Now, I don’t write this blog to process my thoughts on things that happened in my life. Well. Maybe I do a little. I think all those who write to be read are doing it because we have thoughts inside that we want to communicate outward into the world. But if I simply need to work through something I have a great personal and private journal for that. When I blog or write a post on the This NVLD Life facebook page I do it with a purpose. My intention is to put out ideas and perspectives on a person’s neurodivergent experience that I feel can help others. My hope is that the perspective I share can help in a few ways. I hope it can help other neurodivergent people to feel less alone, to grow in their personal neurodivergent perspective by hearing someone else’s (as other voices have been to me) and also to be seen by other people who have a more neurotypical life experience. I write for people in positions of power in society who might incorporate these thoughts into their work as managers, HR professionals, therapists, healthcare professionals, and also family members, coworkers, friends, and significant others that are in our lives.
I want people in positions of power in the diagnosing and evaluation of neurodivergent people to know that we exist as whole people. Our unique and less common minds (as neurodivegent people we all have less common minds) include a combination of talents and challenges and it does matter how they all fit together in us when it comes to how we live our lives and how much things show up as disabilities in our daily lives. I wish I would have had access to a professional like the one who did my testing in 8th grade during that crucial time in high school. I wish instead of pulling back on services when I was excelling academically, I received services that understood that I still needed help to be prepared for the life I would be entering into. I wish we had explored how my strengths and weaknesses would fit into adult life, how I could advocate for myself on the job some day (I was college bound all along). I wish I was provided some supports in how to plan out self accommodations through my life that focused on my strengths. My experience in services was only focused on making each deficit go away as much as possible, but nothing was done to prepare for how to manage the ones that did not are the ones that did not improve enough and will never get to that point.

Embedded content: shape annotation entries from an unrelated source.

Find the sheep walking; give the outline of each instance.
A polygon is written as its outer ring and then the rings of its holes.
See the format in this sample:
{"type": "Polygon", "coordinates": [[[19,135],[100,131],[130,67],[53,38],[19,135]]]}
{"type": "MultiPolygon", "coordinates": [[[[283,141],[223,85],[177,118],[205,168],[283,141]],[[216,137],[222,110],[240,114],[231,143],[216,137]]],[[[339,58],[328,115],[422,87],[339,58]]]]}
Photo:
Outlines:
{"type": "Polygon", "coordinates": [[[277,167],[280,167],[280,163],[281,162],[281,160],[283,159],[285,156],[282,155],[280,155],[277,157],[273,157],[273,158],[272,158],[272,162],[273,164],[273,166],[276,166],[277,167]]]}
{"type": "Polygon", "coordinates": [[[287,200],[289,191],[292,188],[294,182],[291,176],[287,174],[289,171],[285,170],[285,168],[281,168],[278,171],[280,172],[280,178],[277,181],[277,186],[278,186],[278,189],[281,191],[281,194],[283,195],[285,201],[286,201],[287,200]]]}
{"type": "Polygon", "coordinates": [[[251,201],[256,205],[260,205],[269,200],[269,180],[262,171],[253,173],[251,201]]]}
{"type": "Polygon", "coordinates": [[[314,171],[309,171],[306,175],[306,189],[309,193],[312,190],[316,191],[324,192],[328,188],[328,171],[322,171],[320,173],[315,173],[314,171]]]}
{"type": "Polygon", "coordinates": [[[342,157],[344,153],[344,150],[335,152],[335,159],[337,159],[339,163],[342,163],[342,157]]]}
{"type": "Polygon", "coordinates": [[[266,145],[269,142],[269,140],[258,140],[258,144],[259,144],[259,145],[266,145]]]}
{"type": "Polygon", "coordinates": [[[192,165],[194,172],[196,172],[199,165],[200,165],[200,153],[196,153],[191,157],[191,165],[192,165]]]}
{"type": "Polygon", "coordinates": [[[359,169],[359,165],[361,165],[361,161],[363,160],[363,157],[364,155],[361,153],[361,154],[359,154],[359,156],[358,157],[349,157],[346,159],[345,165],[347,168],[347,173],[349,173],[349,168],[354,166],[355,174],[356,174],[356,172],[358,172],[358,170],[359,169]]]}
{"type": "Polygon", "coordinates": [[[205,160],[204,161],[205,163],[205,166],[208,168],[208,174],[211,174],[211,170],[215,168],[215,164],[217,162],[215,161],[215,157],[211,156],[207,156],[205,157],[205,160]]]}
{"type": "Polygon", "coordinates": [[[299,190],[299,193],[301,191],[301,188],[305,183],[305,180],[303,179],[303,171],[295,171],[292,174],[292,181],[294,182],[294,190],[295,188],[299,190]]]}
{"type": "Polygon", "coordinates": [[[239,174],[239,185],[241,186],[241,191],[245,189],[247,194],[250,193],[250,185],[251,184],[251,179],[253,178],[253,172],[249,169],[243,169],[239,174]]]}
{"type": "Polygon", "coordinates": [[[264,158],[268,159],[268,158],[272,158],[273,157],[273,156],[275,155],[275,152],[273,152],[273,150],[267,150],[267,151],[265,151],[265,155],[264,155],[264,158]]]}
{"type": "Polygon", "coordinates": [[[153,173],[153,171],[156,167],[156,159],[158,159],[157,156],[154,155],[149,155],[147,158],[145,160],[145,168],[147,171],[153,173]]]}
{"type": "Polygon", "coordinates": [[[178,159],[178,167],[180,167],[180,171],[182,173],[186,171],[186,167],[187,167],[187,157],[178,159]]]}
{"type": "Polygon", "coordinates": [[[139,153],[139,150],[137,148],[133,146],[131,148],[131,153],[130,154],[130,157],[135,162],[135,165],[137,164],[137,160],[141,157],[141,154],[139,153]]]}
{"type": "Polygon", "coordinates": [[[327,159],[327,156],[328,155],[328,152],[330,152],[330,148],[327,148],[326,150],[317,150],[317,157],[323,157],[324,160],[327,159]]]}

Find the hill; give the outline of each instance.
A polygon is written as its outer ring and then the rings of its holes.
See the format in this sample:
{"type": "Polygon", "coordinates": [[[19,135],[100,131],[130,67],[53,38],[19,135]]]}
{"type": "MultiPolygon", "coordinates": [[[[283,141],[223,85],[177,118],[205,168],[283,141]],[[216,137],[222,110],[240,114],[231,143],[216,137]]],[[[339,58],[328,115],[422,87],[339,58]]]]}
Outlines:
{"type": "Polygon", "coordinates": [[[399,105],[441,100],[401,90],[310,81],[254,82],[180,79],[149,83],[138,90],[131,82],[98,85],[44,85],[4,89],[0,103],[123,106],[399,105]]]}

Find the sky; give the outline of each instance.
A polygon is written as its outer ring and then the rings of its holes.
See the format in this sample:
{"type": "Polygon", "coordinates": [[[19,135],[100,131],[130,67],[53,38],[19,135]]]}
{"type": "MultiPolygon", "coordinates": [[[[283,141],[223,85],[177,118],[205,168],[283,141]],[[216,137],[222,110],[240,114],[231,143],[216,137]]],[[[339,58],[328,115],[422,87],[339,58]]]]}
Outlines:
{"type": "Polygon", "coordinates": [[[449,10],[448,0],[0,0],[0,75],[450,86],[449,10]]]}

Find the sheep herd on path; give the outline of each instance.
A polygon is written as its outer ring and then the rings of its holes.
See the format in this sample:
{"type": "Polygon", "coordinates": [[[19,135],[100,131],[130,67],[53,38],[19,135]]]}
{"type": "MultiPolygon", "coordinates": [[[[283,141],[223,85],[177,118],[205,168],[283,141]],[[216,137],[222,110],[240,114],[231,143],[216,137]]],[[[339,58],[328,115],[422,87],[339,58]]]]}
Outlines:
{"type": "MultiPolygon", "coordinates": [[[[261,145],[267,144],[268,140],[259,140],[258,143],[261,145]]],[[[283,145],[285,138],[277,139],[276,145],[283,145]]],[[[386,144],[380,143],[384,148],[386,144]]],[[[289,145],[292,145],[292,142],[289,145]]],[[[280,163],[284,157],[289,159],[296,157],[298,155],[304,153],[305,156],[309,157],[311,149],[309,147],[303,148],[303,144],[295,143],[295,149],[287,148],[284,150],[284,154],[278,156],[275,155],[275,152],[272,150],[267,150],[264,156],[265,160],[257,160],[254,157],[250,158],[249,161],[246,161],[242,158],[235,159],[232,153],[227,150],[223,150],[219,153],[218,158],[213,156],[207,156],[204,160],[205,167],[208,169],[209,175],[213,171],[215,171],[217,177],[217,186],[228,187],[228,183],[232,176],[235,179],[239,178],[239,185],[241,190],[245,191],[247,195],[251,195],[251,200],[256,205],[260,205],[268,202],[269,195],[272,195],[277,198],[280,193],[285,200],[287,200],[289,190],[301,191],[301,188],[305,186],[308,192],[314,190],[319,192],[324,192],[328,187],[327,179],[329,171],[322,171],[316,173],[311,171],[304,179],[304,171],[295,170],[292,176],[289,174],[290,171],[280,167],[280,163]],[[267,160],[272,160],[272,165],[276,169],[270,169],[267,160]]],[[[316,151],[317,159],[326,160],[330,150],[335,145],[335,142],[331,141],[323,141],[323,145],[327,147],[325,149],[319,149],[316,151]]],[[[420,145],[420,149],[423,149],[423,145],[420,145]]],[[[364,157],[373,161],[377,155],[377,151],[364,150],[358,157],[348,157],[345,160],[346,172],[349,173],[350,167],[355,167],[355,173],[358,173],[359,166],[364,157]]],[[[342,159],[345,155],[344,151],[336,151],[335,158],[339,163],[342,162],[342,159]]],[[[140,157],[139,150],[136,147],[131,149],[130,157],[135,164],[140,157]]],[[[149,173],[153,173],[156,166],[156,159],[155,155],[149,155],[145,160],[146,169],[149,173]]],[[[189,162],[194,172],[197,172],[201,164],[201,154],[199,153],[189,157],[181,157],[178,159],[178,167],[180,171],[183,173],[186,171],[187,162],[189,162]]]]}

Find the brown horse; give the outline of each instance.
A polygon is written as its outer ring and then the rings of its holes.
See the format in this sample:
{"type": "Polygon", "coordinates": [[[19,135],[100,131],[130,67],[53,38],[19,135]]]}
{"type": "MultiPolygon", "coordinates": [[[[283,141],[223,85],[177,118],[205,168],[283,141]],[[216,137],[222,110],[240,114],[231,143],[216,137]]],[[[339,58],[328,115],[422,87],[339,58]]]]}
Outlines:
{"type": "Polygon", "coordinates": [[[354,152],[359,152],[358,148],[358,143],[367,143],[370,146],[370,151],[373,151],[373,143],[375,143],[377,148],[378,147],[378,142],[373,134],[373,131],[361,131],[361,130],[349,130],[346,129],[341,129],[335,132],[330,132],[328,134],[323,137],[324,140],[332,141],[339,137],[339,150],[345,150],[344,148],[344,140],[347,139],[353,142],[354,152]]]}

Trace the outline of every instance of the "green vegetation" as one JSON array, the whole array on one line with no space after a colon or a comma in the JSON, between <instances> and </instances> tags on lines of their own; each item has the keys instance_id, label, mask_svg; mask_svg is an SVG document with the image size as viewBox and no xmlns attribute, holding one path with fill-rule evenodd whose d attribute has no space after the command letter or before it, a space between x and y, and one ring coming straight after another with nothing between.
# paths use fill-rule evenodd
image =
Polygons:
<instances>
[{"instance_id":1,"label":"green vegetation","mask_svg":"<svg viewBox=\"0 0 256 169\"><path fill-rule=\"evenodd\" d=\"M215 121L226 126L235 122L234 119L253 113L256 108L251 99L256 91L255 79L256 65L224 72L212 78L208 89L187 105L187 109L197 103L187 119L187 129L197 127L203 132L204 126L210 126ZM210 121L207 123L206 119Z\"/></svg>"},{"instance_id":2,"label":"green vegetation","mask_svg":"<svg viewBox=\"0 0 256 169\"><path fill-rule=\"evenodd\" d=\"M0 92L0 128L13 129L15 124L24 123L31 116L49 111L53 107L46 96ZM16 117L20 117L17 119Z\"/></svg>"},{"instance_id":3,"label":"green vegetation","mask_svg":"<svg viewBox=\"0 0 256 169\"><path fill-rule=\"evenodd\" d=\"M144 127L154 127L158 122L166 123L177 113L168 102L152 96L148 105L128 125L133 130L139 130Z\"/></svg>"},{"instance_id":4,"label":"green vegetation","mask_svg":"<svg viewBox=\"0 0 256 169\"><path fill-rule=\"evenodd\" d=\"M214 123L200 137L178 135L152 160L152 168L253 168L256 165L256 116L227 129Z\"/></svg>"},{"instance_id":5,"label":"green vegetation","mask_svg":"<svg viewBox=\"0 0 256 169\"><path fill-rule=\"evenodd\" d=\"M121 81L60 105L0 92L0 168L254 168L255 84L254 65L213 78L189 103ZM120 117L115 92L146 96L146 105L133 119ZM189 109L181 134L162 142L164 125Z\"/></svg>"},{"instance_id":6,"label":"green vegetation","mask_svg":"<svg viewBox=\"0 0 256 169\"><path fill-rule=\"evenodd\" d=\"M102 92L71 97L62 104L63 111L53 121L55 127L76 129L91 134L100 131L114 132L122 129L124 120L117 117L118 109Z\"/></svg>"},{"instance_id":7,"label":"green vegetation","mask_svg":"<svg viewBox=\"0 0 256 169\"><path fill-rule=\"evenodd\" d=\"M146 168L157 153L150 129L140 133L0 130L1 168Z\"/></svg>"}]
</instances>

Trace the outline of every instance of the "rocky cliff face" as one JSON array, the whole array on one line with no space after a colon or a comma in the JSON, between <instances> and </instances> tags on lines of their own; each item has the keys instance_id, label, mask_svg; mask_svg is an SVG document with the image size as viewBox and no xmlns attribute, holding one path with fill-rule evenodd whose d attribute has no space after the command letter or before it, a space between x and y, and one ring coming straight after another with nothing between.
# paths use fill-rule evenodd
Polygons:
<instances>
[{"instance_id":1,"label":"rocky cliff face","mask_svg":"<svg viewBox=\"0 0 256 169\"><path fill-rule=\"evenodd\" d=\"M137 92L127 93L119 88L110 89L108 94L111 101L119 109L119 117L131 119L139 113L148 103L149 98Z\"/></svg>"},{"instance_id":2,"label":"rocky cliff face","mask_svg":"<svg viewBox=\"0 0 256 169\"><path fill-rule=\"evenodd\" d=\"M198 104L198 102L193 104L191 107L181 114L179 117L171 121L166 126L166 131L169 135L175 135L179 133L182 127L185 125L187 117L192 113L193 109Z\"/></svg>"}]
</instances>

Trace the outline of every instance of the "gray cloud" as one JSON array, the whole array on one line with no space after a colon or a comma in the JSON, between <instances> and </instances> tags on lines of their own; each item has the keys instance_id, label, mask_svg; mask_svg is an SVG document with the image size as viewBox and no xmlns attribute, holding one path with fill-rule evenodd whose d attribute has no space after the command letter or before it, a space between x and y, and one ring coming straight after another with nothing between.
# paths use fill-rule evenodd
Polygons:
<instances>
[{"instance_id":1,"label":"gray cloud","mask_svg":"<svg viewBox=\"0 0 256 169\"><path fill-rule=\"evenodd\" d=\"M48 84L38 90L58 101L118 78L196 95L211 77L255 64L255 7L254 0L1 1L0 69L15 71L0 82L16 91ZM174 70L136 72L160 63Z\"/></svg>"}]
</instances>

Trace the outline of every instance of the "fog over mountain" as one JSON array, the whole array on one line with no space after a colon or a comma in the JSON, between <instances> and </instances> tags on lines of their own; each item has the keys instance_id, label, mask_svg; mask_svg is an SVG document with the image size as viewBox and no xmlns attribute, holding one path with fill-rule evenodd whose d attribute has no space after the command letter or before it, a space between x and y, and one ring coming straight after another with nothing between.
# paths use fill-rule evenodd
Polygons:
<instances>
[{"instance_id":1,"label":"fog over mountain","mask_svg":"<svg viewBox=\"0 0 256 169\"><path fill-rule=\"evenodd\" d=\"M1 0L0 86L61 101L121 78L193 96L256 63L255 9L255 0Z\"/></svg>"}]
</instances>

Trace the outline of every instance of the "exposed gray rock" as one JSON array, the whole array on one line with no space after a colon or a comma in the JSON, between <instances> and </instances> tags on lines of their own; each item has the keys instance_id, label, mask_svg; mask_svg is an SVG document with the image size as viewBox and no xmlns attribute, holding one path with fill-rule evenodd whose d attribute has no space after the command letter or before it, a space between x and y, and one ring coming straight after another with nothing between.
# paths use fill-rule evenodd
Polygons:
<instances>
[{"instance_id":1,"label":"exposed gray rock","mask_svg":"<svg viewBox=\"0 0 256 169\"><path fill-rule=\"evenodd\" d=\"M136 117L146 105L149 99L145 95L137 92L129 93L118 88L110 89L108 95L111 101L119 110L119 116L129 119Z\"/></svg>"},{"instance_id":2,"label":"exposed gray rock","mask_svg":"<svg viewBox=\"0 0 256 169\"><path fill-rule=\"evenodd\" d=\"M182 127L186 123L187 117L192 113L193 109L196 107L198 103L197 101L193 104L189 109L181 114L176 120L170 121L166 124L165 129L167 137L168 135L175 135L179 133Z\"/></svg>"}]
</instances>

I want better for the NVLD, all LD, and all neurodivergent young people that come along after me. We have some very unique and meaningful talents to bring to our jobs, and the communities we belong to. I want each of us to not be compared to our peers, but seen as our unique selves as we enter the world and make our unique mark.
Disclaimer: This blog is intended for the purposes of entertainment. It tells only one person’s personal story, opinions, experience and perspective living with NVLD. Each person with the diagnosis has different skills, challenges, perspectives, and personalities. This blog is not intended to provide medical or educational advice. Please speak to your doctor or teacher regarding yourself and/or a family member.
Writing Errors: This blog may have typos or errors from time to time. To keep to the goal of being honest and open with the way her LDs expresses in her life, the author has chosen to not have others proofread and chooses to leave in errors she was not able to pick up on herself at time of publishing.